WHERE TO ADOPT
Where: Montgomery County Animal Resource Center
Address: 6790 Webster St., Dayton
Hours: 10 a.m. to 6 p.m., Monday-Friday; 10 a.m. to 4 p.m., Saturday; 11 a.m. to 1 p.m., Sunday
Phone: (937) 898-4457
There’s a passel of kittens at the Montgomery County Animal Resource Center. A plethora. An abundance.
Just plain too many.
“Kitten season came late this year,” said director Mark Kumpf. “Spring sprung late and the kitten sea arrived. It’s like a big wave.”
For the first time in at least a decade the number of cats at the animal shelter could surpass the number of dogs, Kumpf said. He said dogs typically have outnumbered cats 2-to-1. But as of Friday afternoon there were 79 dogs and 50 cats, with the number of cats up by about 25 percent over the shelter’s usual August amount.
“We are well over our comfortable capacity,” Kumpf said, adding that he’s heard that other area shelters, including the Humane Society of Greater Dayton and the Society for the Improvement of Conditions for Stray Animals (SICSA) are experiencing the same problem.
To move the cats more quickly to adoptive homes the resource center has cut the price of adopting a cat to $10, which pays for surgery to spay or neuter the cat, vaccinations and a microchip.
Animal Friends Humane Society in Hamilton has done the same thing, said Nancy Patton, receptionist.
“We are pretty full right now,” she said.
Normally, Montgomery County would charge $60 to $80 per cat. Dog adoption prices, which are on a sliding scale ranging from $20 to $500 for highly sought-after dogs, have not changed. The resource center’s $2.4 million budget is covered by dog license fees, contracts with jurisdictions for cats, fees and fines.
Even though the number of cats is unusually high, Kumpf said the center’s overall numbers have dropped dramatically in the past 10 years. He said prior to 2006 the shelter had 10,000-to-12,000 dogs and cats annually — and another 8,000-to-10,000 were in the care of the local SICSA and Humane Society.
Since then the center’s annual number has dropped to 7,000, and another 3,000 are housed by the other two local groups, which with the center formed the Dayton Alliance for Companion Animals several years ago.
Most of the credit for the decrease in overall numbers goes to a mandatory policy of spay and neutering any animal before it leaves the shelter, Kumpf said. Before that change people would get a voucher to have the adopted animal spayed or neutered but many neglected to do it.
That policy helped the alliance reach its 2015 goal of not euthanizing any animal due to lack of space to house it, Kumpf said. He said no cat has been euthanized due to lack of space at the center since 2014, and no dog since 2008.
“We cannot adopt our way out of the situation. There are only so many homes and so many people to adopt,” he said. “Until you start reducing the ability for all those animals to reproduce you don’t really have an impact on the community.”
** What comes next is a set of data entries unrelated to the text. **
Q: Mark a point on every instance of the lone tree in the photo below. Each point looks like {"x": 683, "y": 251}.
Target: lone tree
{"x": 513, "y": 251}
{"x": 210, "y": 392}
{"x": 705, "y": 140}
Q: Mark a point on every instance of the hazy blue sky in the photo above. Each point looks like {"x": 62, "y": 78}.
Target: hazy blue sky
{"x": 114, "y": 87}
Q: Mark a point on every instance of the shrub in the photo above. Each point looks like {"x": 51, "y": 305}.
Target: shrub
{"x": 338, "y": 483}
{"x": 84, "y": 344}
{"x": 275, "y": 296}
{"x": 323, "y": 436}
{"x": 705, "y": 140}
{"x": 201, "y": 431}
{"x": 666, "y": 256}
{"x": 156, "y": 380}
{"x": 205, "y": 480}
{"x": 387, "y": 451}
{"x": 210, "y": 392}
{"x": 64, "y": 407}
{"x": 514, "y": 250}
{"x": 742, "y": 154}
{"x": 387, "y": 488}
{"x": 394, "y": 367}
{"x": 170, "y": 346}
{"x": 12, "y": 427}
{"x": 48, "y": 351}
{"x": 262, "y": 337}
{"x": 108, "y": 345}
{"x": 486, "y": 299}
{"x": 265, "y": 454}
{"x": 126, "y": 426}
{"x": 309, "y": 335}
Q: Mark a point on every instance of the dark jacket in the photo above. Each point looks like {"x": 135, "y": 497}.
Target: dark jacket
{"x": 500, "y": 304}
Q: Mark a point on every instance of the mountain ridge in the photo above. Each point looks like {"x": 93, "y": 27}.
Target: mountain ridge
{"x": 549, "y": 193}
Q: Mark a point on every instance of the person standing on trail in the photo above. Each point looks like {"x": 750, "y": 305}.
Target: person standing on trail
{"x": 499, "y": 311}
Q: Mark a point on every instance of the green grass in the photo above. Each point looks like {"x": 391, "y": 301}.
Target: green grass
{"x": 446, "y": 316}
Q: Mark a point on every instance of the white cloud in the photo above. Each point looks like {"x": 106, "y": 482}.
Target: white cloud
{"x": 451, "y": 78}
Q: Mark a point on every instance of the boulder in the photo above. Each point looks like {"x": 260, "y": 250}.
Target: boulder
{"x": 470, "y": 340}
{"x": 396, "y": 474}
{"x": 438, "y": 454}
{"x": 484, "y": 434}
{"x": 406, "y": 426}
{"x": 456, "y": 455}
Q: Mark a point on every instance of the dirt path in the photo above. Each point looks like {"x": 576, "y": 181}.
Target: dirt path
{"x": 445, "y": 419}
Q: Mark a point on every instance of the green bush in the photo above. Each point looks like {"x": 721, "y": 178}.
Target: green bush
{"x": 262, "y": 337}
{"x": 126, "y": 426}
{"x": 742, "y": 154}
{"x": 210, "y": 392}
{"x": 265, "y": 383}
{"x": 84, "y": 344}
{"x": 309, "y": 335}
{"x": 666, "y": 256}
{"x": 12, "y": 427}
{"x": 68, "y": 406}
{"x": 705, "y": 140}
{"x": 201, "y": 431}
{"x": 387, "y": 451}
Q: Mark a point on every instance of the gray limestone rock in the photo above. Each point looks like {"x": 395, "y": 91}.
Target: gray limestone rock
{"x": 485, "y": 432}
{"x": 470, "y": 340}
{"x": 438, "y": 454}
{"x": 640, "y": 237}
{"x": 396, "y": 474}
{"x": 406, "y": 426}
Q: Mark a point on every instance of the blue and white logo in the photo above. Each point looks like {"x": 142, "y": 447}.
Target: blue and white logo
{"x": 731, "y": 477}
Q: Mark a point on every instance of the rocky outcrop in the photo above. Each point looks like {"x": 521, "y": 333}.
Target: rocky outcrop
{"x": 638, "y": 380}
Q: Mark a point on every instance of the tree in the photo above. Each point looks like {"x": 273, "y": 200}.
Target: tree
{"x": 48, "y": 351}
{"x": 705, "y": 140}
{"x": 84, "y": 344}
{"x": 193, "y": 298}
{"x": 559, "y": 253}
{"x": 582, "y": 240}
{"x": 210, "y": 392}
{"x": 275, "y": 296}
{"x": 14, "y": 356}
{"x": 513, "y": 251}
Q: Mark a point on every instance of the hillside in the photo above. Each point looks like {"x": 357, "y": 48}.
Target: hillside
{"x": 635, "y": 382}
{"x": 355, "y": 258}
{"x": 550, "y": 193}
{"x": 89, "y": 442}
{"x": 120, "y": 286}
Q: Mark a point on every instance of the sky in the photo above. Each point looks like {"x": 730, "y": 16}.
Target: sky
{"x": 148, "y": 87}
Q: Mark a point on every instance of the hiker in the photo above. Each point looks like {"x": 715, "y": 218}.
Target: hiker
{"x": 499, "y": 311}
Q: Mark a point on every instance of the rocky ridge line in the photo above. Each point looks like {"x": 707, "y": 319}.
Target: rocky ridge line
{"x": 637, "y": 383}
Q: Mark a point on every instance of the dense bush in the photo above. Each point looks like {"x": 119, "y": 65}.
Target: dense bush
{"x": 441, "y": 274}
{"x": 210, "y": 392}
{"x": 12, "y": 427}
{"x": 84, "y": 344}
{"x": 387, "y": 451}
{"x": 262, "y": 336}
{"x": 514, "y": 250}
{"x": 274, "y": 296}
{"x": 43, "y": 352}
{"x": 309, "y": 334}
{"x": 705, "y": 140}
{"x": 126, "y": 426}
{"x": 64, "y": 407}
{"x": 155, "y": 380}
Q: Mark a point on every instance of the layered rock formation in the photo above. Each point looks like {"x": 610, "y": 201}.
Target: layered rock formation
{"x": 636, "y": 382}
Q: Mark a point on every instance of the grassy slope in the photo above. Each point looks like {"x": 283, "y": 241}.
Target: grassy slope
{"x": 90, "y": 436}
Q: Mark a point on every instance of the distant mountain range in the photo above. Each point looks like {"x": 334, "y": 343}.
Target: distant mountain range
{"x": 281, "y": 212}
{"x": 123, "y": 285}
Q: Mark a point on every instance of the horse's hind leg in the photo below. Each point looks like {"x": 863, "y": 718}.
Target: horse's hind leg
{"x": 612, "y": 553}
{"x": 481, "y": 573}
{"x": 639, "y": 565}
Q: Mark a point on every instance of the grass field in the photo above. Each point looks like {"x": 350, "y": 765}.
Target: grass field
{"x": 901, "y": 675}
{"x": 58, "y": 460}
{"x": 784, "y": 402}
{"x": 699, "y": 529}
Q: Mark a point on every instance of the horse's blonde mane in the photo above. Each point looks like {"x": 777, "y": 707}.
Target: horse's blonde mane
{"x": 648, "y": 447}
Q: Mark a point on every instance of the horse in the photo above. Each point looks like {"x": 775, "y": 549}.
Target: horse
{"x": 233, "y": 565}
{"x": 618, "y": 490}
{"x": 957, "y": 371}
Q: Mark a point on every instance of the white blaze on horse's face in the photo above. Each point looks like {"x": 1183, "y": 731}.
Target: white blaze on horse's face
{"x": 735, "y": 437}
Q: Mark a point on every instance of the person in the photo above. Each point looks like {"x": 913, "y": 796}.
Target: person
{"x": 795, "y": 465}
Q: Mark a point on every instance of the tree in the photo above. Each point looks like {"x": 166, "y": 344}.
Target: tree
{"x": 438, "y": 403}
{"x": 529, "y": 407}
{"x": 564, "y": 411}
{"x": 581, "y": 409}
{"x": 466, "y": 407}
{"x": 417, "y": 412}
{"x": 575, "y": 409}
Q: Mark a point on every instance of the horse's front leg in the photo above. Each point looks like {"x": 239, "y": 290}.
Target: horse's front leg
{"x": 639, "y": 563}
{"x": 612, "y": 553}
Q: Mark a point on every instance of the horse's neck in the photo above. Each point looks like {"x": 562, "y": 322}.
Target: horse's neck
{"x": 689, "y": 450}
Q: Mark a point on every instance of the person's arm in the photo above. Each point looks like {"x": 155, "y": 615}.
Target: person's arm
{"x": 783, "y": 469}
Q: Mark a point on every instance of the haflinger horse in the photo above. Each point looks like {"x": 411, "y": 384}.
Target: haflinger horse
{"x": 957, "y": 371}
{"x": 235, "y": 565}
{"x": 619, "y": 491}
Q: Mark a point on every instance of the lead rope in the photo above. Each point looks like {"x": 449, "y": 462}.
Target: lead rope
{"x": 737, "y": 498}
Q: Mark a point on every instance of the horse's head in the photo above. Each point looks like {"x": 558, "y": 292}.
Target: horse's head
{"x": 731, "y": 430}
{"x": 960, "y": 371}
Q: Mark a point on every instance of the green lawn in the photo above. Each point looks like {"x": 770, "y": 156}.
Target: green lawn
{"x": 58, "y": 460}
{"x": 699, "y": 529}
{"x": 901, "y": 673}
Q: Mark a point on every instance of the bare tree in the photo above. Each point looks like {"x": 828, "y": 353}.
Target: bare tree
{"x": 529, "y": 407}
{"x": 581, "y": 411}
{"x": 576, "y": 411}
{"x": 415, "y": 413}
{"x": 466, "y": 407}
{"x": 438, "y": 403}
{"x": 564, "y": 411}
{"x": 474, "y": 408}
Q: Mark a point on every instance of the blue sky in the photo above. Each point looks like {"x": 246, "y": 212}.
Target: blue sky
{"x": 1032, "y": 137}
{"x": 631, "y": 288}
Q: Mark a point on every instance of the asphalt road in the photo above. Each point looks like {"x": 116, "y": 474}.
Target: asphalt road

The cats at the shelter are a combination of strays, lost animals, those whose owners give them up and those confiscated in animal cruelty cases. Some are what he called “the feral fed cat” that lives in a person’s yard, gets fed and keeps having litters until neighbors complain.
“Folks don’t perceive them as owned. (They say) ‘It’s not my cat. I just feed it,’ ” said Kumpf. “Most importantly, it doesn’t get fixed.”
On Friday one cage housed a pile of at least seven kittens curled up together, watched over by a very wary feral mother. Kumpf said staff work hard to socialize the wild kittens and cats so someone will want to adopt them.
“I have some employees who enjoy carrying around little balls of unhappy and before long they become friendly kittens,” Kumpf said. “If the goal is to get adopted, leaving them in a cage with no socialization doesn’t get them there.”
Lisa Blanton of Trotwood was visiting on Friday and spent some time in a cat room where several adult cats lounged about.
“We’re looking right now,” said Blanton, cuddling a big gray tabby. “We have a houseful already. But you never know.”